Si de cette esquisse du grand tableau des cieux, que je n’ai tâché de tracer que pour me représenter la proportion des espaces et celle du mouvement des corps qui les parcourent ; si de ce point de vue auquel je ne me suis élevé que pour voir plus clairement combien la nature doit être multipliée dans les différentes régions de l’univers, nous descendons à cette portion de l’espace qui nous est mieux connue, et dans laquelle le soleil exerce sa puissance, nous reconnaîtrons que, quoiqu’il régisse par sa force tous les corps qui s’y trouvent, il n’a pas néanmoins la puissance de les vivifier ni même celle d’y entretenir la végétation et la vie.

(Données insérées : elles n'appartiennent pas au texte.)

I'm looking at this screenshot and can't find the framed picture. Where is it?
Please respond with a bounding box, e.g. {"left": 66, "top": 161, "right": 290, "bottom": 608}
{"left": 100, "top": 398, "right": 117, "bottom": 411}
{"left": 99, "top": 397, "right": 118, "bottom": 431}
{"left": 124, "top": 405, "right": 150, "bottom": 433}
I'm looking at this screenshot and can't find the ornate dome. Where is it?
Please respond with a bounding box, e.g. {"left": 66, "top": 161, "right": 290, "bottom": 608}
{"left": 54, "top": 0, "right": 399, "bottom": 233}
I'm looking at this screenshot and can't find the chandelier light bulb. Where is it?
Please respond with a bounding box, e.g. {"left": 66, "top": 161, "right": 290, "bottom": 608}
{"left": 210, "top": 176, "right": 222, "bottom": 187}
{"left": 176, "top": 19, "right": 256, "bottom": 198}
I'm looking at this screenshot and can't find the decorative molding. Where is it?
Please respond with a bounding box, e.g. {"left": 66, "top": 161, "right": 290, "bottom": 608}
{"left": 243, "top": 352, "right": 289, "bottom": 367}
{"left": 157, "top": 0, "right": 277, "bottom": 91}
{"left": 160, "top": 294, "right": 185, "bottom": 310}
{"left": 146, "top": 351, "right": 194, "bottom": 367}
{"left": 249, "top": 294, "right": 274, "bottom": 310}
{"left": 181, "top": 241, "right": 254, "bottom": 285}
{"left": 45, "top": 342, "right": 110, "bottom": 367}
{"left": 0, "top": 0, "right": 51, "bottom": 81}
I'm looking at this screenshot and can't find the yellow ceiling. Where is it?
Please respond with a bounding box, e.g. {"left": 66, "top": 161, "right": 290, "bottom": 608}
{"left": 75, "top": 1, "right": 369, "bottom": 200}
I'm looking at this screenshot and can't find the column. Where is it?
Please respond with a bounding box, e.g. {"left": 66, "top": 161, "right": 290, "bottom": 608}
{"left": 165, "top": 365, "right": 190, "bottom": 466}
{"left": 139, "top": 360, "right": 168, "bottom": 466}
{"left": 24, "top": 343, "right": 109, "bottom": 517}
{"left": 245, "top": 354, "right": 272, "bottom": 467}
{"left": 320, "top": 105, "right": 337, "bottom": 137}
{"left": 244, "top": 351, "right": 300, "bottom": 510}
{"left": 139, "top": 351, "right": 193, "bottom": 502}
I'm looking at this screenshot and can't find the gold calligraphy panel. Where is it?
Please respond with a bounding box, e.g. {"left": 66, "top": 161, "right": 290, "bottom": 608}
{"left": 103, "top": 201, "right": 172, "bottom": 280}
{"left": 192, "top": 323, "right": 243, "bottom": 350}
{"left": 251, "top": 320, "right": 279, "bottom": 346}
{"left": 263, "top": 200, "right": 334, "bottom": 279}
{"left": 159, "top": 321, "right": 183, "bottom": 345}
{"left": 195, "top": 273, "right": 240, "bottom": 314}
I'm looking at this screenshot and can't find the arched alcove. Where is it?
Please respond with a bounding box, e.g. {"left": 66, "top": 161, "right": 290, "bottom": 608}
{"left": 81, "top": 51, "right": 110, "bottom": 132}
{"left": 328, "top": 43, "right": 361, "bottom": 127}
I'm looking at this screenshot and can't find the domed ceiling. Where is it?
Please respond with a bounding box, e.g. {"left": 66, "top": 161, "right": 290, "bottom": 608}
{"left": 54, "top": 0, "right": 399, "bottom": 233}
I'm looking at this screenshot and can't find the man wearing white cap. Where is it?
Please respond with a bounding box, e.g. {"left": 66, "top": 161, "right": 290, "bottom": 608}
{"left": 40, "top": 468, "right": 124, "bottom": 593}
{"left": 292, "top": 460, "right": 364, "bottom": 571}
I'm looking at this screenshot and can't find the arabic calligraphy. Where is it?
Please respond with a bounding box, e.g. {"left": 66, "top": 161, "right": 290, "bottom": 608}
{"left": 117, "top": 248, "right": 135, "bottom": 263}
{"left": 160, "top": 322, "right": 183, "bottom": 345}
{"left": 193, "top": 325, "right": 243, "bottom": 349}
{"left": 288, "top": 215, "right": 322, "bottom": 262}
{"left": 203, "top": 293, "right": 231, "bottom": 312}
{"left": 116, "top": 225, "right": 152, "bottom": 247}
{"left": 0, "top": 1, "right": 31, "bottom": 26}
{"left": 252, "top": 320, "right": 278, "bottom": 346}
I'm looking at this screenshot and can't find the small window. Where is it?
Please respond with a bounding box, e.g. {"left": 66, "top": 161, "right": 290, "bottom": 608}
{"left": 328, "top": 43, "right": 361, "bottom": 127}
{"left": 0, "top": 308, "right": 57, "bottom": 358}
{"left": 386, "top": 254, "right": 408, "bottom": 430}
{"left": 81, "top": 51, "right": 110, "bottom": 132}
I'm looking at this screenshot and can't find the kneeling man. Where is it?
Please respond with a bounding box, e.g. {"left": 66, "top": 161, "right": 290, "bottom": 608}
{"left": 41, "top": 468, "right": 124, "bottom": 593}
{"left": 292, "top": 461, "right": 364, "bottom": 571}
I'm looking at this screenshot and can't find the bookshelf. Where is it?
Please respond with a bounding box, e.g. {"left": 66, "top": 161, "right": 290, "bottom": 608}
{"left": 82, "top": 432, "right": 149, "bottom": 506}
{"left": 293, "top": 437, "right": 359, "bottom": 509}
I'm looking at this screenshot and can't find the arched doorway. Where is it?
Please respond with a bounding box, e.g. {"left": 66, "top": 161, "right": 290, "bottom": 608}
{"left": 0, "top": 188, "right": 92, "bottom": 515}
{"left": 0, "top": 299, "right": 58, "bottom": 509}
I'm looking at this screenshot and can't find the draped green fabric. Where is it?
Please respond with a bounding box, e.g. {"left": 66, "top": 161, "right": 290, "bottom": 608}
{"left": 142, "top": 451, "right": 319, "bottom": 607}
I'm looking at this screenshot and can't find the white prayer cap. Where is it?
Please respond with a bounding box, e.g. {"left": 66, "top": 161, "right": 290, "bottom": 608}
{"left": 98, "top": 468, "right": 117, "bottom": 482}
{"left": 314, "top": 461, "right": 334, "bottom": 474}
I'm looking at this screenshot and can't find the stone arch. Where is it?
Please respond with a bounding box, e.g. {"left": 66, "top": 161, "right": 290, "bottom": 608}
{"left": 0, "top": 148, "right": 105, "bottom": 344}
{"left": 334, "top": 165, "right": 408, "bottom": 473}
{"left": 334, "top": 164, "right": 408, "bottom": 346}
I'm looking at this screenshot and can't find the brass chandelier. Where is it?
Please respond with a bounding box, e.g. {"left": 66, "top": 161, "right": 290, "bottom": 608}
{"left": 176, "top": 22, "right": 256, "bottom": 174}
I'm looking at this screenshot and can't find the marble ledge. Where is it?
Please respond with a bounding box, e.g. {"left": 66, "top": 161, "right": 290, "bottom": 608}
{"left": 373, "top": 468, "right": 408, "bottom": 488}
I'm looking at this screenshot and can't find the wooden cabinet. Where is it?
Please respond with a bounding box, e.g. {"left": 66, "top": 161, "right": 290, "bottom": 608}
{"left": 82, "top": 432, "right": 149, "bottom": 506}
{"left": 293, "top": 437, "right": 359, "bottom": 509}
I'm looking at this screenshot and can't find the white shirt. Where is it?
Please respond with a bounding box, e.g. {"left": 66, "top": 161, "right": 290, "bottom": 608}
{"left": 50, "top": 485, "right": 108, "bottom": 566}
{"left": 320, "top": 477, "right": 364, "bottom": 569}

Mercure, qui de tous les corps circulants autour du soleil en est le plus voisin, n’en reçoit néanmoins qu’une chaleur 50/8 fois plus grande que celle que la terre en reçoit, et cette chaleur 50/8 fois plus grande que la chaleur envoyée du soleil à la terre, bien loin d’être brûlante comme on l’a toujours cru, ne serait pas assez grande pour maintenir la pleine vigueur de la nature vivante, car la chaleur actuelle du soleil sur la terre n’étant que 1/50 fois de celle de la chaleur propre du globe terrestre, celle du soleil sur Mercure est par conséquent 50/400 ou 1/8 de la chaleur actuelle de la terre. Or si l’on diminuait des trois quarts et demi la chaleur qui fait aujourd’hui la température de la terre, il est sûr que la nature vivante serait au moins bien engourdie, supposé qu’elle ne fût pas éteinte. Et puisque le feu du soleil ne peut pas seul maintenir la nature organisée dans la planète la plus voisine, combien a plus forte raison ne s’en faut-il pas qu’il puisse vivifier celles qui en sont plus éloignées ? Il n’envoie à Vénus qu’une chaleur 50/2 1/50 fois plus grande que celle qu’il envoie à la terre, et cette chaleur 50/2 1/50 fois plus grande que celle du soleil sur la terre, bien loin d’être assez forte pour maintenir la nature vivante, ne suffirait certainement pas pour entretenir la liquidité des eaux, ni peut-être même la fluidité de l’air, puisque notre température actuelle se trouverait refroidie à 2/49 ou à 1/24 1/2, ce qui est tout près du terme 1/25 que nous avons donné comme la limite extrême de la plus petite chaleur, relativement à la nature vivante. Et à l’égard de Mars, de Jupiter, de Saturne et de tous leurs satellites, la quantité de chaleur que le soleil leur envoie est si petite en comparaison de celle qui est nécessaire au maintien de la nature, qu’on pourrait la regarder comme de nul effet, surtout dans les deux plus grosses planètes, qui néanmoins paraissent être les objets essentiels du système solaire.